An area company facing that same issue is Cooper Tire & Rubber Co., whose annual meeting is in Findlay next month. A ballot proposal urges the board to replace three-year terms with annual elections for all directors. The proposal notes that a similar resolution passed two years ago but was not acted on.

However, Cooper responded in the proxy statement that more than 80 percent of shareholders approved the firm's bylaws that call for staggered board elections and that “a classified board will deter attempts to acquire control of the company.”

Dana Corp.'s shareholders will vote on the CERES principles, named for the Coalition for Environmentally Responsible Economies and aimed at energy conservation and environmental restoration.

“This is one of those things that come up every year,” said Gary Corrigan, Dana's director of corporate communication, adding that the measure is likely to receive only a small percentage of shareholder votes.

Many of Dana's shareholders will vote by phone rather than attempting to go to the lightly attended meeting in Richmond. Some other area firms also allow their shareholders to vote via Internet as well as the telephone.

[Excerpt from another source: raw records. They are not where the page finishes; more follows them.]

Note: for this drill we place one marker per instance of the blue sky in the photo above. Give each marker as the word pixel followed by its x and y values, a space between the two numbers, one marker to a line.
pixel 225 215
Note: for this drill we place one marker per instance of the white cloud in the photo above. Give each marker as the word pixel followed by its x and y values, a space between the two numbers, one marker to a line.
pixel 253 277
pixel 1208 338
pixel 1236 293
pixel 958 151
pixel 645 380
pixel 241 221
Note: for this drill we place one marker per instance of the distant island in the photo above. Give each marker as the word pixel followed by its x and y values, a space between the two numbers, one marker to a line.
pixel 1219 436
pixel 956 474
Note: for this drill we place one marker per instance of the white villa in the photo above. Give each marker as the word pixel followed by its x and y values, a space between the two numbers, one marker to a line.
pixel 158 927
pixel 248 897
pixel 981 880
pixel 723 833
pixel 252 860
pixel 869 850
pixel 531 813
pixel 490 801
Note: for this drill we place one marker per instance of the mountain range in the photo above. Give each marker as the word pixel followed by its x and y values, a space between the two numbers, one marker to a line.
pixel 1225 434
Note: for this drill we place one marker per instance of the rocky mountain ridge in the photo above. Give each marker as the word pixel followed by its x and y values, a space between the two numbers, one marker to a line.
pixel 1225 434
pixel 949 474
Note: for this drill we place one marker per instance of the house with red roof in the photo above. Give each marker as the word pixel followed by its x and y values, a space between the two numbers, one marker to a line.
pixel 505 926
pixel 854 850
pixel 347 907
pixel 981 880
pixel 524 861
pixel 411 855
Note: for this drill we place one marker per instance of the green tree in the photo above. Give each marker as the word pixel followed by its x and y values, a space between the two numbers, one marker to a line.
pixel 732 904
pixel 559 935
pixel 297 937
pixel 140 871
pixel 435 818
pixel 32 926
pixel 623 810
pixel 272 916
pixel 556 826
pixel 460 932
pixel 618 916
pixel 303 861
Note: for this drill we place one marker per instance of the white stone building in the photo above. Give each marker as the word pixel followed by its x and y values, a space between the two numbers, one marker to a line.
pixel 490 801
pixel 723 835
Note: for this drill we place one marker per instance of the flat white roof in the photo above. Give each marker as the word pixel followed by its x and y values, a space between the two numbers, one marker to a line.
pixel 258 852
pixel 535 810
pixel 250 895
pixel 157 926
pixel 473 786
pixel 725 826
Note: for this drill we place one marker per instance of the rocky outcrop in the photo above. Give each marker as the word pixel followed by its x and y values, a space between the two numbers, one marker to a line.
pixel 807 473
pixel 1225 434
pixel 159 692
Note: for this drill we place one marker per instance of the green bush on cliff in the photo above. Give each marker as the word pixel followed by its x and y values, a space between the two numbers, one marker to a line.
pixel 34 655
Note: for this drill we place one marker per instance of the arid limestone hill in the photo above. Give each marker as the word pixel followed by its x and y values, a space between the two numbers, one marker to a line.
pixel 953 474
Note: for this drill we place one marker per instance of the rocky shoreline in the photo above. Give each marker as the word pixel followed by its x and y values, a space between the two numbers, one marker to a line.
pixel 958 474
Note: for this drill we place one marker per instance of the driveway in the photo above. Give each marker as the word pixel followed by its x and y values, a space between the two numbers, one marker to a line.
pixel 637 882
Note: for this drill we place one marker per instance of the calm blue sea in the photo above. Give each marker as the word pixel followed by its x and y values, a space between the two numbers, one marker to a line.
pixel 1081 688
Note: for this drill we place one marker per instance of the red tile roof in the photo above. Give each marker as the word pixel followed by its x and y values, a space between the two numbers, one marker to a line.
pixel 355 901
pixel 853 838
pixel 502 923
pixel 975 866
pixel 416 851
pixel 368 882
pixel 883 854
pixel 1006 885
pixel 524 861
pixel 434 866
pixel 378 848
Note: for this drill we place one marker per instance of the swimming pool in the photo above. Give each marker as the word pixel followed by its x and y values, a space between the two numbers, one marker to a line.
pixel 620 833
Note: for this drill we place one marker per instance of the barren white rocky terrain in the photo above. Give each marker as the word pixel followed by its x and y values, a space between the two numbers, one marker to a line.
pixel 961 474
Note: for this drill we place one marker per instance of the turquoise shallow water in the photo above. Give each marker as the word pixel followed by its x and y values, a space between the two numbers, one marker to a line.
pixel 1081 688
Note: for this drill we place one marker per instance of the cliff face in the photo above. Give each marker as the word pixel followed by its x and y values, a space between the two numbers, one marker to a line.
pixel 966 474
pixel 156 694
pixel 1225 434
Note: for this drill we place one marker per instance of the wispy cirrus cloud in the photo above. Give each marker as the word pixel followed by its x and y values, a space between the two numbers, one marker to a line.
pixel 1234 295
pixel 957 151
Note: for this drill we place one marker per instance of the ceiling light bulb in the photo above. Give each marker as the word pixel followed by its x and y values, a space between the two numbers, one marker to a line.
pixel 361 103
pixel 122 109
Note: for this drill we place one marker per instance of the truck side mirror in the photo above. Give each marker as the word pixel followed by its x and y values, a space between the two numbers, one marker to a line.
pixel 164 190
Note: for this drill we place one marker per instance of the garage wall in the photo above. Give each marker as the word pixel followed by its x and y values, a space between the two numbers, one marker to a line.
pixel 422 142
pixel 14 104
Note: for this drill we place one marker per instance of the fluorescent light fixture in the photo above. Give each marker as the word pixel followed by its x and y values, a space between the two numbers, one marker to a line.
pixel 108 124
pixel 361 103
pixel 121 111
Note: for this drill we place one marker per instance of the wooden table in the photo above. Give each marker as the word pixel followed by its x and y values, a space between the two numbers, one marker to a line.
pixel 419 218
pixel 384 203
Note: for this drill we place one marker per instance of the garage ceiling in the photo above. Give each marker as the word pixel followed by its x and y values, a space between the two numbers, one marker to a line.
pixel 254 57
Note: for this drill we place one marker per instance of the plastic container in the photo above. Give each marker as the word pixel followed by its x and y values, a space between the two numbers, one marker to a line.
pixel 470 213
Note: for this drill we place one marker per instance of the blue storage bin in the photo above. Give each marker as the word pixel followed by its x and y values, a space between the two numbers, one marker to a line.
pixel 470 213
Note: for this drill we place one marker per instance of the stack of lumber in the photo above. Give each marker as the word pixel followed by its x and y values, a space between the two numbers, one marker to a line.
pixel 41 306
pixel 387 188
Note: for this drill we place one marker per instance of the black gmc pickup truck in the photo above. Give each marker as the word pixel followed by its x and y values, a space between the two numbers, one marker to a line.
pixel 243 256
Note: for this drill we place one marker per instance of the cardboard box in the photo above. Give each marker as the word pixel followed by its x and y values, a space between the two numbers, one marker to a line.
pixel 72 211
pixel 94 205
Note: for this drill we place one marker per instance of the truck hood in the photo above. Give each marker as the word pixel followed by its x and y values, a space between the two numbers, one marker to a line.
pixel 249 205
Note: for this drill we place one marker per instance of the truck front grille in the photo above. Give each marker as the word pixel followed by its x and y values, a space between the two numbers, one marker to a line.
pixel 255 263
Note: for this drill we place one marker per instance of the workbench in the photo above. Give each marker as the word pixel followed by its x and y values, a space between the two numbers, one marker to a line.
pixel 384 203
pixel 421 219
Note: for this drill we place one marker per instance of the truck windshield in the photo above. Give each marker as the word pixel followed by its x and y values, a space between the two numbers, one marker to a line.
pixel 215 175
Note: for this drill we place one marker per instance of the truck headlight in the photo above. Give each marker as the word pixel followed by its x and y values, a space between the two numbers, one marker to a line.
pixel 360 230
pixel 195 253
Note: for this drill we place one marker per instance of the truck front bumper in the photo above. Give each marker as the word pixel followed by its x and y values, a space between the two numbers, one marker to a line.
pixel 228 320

Among them: Owens-Illinois, Inc.; Cooper Tire; La-Z-Boy, Inc.; and First Defiance Financial Corp.

The accounting firm of Ernst & Young predicts in its recently published 68-page booklet Subjects of Interest to Shareholders that “shareholders are bound to ask about the company's current Internet presence and e-commerce plans for the future.”

Steve Staelin, managing partner in Ernst & Young's Toledo office, agreed. “I continue to believe that e-commerce is a major issue,” he said.